All production and marketing strategies in the Serbian popular music both emulate and worship global trends in music, dance, fashion and design. Ceca did start as a girl who sang at a local music festival in Ilidza "I am a cheeky flower", but is today the greatest popular music star that cannot be compared to any folk music performer, but only to stars such as Madonna, Kylie Minogue or Brittney Spears. ("We shall apologize to Miss Spears," Miroslav Ilic reacted in the above mentioned "Latinica" to the remark by certain Vesna Pezo, allegedly the only turbo-folk singer in Croatia, that her clothing and her behavior is no more provocative (read tasteless) than that of Brittney Spears.) Before the big Ceca's concert at Marakana soccer stadium, we've seen confessionals, serials, all sorts of mechanisms already seen in the global popular culture, as well as European tradition.

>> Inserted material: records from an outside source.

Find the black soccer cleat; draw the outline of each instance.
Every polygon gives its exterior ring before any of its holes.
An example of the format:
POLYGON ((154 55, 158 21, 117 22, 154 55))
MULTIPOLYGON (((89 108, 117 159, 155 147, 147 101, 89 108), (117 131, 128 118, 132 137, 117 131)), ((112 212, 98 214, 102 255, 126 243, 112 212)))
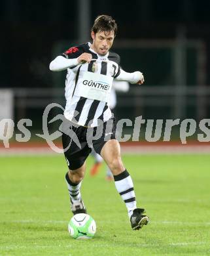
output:
POLYGON ((145 213, 144 209, 136 208, 133 210, 130 217, 131 228, 133 230, 141 228, 143 225, 147 225, 149 222, 149 217, 142 215, 143 213, 145 213))
POLYGON ((82 198, 80 201, 73 202, 71 199, 71 209, 73 215, 75 215, 78 213, 87 213, 87 211, 82 198))

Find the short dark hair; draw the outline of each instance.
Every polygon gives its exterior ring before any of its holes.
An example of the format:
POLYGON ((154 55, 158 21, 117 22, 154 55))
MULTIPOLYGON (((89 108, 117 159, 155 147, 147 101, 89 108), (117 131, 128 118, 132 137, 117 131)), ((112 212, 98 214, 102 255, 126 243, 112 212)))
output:
POLYGON ((91 31, 93 31, 94 33, 99 32, 110 33, 113 31, 115 36, 117 32, 117 25, 116 21, 111 16, 99 15, 96 18, 91 31))

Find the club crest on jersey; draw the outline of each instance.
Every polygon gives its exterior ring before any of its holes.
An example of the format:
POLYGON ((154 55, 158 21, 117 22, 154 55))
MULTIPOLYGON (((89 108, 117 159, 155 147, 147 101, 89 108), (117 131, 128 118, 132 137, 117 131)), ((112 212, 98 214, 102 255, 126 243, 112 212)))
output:
POLYGON ((97 64, 96 62, 94 62, 93 66, 92 67, 92 72, 93 73, 97 72, 97 64))

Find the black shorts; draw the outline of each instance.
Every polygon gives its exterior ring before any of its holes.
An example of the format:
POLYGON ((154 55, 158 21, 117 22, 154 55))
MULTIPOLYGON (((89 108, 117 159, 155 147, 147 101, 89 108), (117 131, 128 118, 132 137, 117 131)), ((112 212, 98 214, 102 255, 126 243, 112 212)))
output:
POLYGON ((115 139, 115 119, 101 122, 96 127, 85 127, 65 119, 62 127, 64 155, 71 170, 80 167, 92 149, 100 154, 104 144, 115 139))

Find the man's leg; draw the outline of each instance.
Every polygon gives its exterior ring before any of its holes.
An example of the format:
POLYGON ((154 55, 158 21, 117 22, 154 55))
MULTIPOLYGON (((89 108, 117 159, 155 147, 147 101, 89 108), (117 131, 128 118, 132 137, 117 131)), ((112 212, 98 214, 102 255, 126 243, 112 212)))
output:
POLYGON ((71 211, 74 215, 86 213, 80 191, 85 170, 86 162, 80 168, 74 170, 69 169, 65 175, 65 181, 70 196, 71 211))
POLYGON ((113 174, 116 188, 126 203, 132 228, 141 228, 148 223, 149 218, 142 215, 143 209, 137 208, 133 181, 122 161, 118 140, 107 141, 101 149, 101 156, 113 174))

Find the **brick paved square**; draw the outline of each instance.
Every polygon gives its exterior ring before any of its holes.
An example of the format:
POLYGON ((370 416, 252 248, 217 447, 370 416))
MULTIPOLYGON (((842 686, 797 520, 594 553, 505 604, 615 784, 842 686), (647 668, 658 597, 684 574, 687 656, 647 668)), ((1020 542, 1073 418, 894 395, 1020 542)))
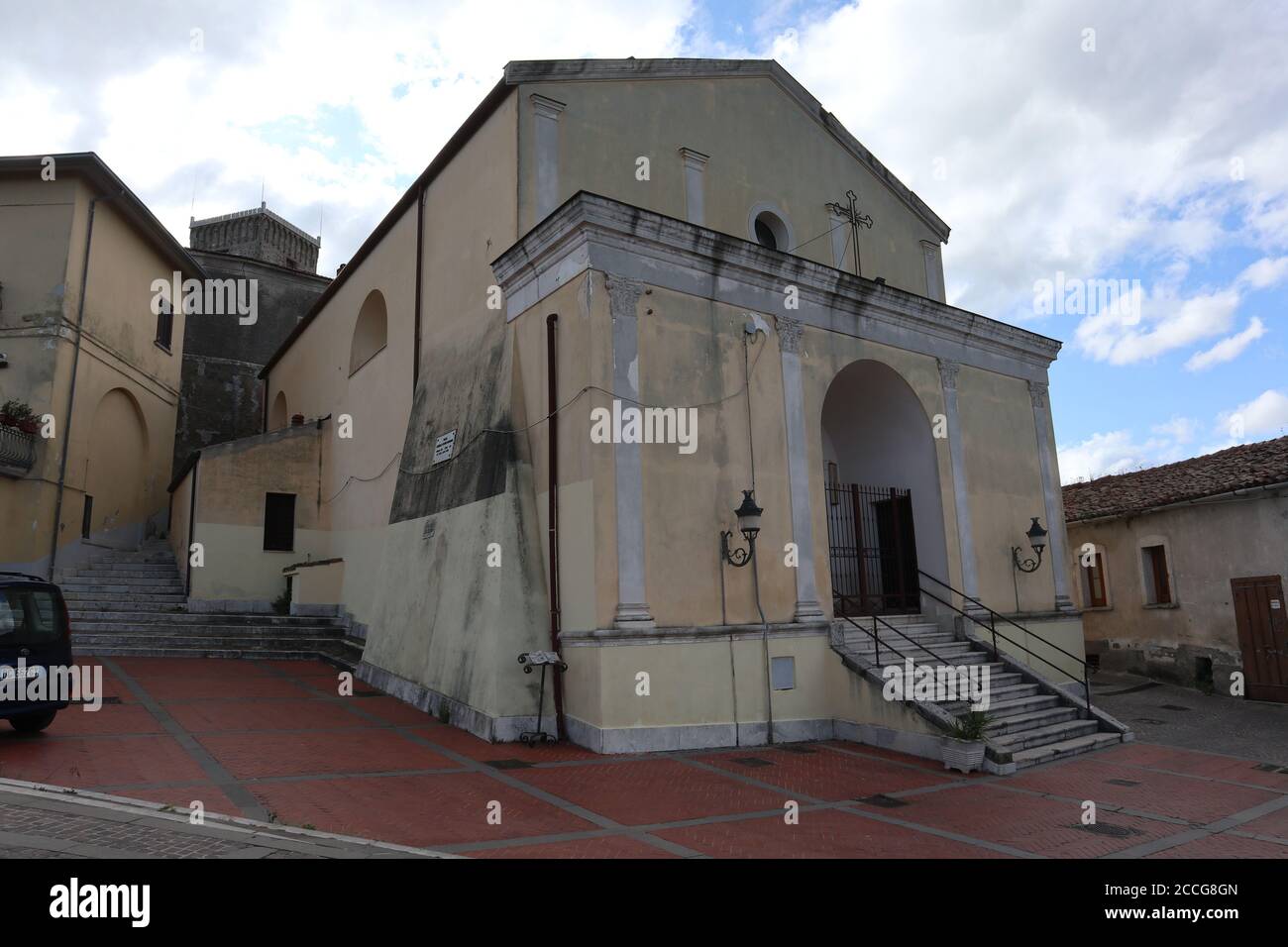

The story about Ceca and Arkan will become nothing but another chapter of tragic fates of famous people that were especially popular in the Austria-Hungary; we shall have a new "big tragedy" similar to that of [Crown Prince] Rudolf and Maria Vetsera [who mysteriously died together in the castle Mayerling in 1899].
The global identity of turbo-folk is easily recognizable, but our intellectual and upper middle class elite cannot come to terms with the fact that someone like Ceca has left such an impact on our cultural space. The same applies to the political option she represents while singing about love. The Party of Serb Unity, at the time of Heider and Le Pen, is also a product of civilized Europe.